You’ve already identified lack of data as an issue. Are the data science and data management disciplines ready for AI and machine learning?
I think that’s a really good question, and I think it’s a little bit deeper than saying is it ready or not? Everybody has to realize that large datasets—some people say big data or some people call it real world evidence—will have a different dynamic than clinical trial data. We try to make clinical trial data as robust as possible, so we check and double check. That’s why you have strong clinical data management groups in the pharmaceutical companies. They’re checking on all the data.
Now if you start to go into the big data paradigm and the real-world evidence paradigm, that’s different, you’re going to have to accept that there’s going to be some more missing data points. You’re going to have to accept that not all data is collected to the same standards. But we’ll be able to use techniques in machine learning to actually reduce this missingness of lack of standards noise. Also with new forms of data from sensors, activity trackers and apps, we can collect streams of data. Now these streams of data will be useful, but again, we’ll have to take out the noise in those data. I don’t think the current clinical data scientists have yet developed enough skills yet to take advantage of data, but I think we’ve got to develop those skills and really explore the data to find out where it can benefit health outcomes
And I think we have to look outside the life science of industry, to see how health data is being used , for example look over at what’s happening with health applications and apps and devices that the FDA are approving, that a patient can use, like the diabetes monitoring app, which has proven to be better than actually taking first line diabetic treatment, or the app that measures your ECG. These are starting to be used in practice, and therefore we have to look at how they’re managing and analyzing the data, and maybe bring some of those skills into the life science industry.
Would you put blockchain in the same category as artificial intelligence and machine learning? What will its role be in clinical trials?
I think the jury is still out. If you’d asked me a year ago about this, I would have said unanimously this is the way to go forward. But I think the jury’s out on where it can be used. The whole discussion of blockchain has really opened the debate about ownership of data. And I think that’s a great thing that blockchain has done for patients and health data. Blockchain in its various forms is a security technique. There probably isn’t a one-size-fits-all approach. I think there’s got to be some more work on consolidating approaches before we can say whether it’s got value. The big place that we want to go is that every patient can use a security mechanism to own their data, decide who has access to data and what their data is being used for.
Blockchain is one solution to that, but there are other approaches that can do that as well. Blockchain is probably going to be a technology that eventually is behind the scenes, and not something we’ll talk about in the future.
With all of these new technologies, is there a space for patients?
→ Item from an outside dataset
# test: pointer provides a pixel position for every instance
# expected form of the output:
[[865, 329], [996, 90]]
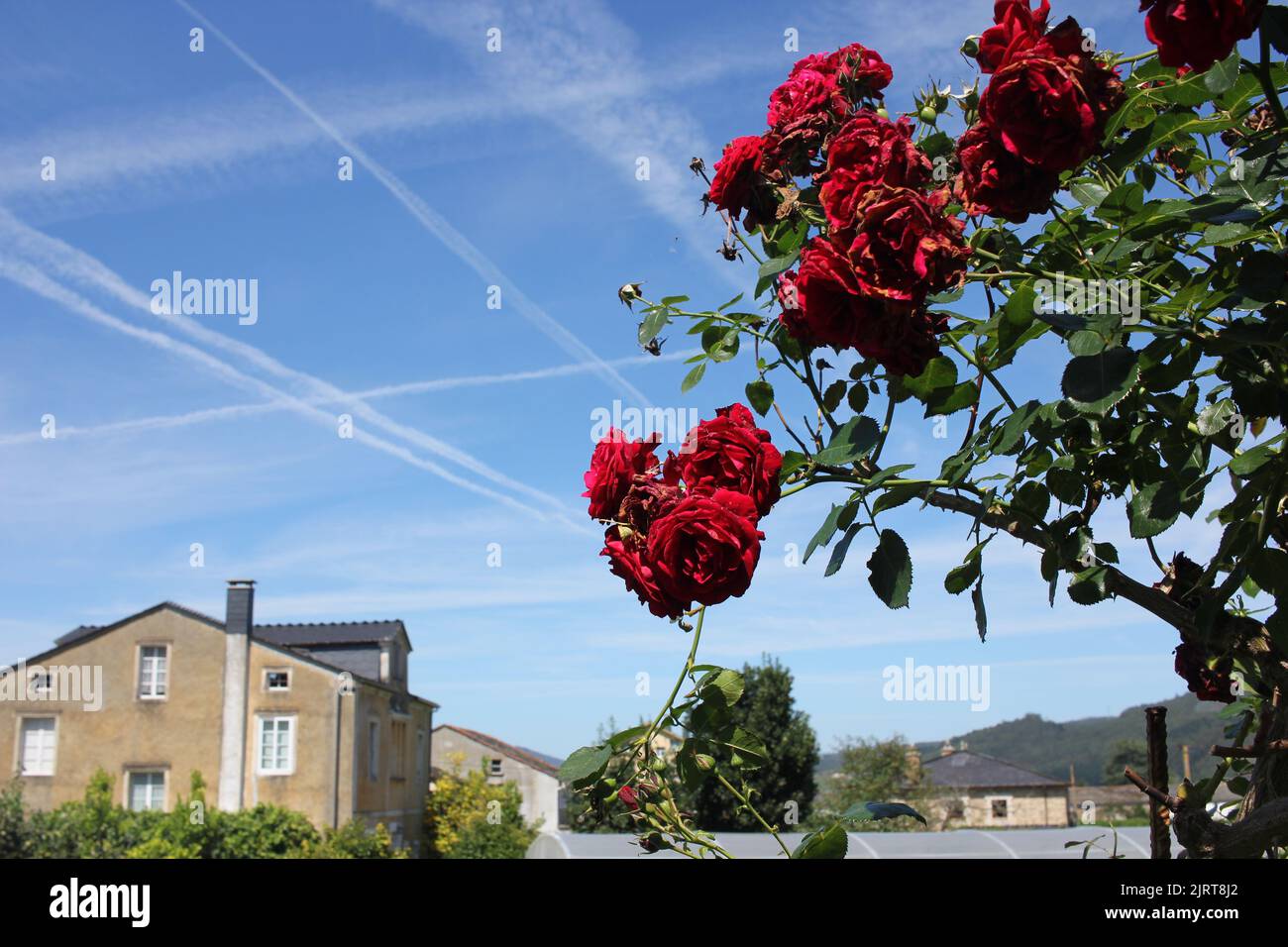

I think there is. We’ve opened the debate about patients and their voice in clinical trials by saying, “Who owns the data? How should data be used?” I also think with the advent of sensor devices and apps, the patient has to be taken into account. For example, if the patient is using an app to monitor their diabetes or monitor their blood pressure, and they go into a clinical trial and they’re not allowed to use these apps , I do not think that will be considered ethical. So I think Clinical Trials will have to be designed around patients collecting some of their own data.
I think patients, with the new technology, will have to have a greater voice. We’re seeing patients already having a greater voice in the design of clinical trials and also be involved in the results produced by clinical trials. I see that technology such as AI, machine learning, and blockchain are enabling that discussion to go at a faster rate.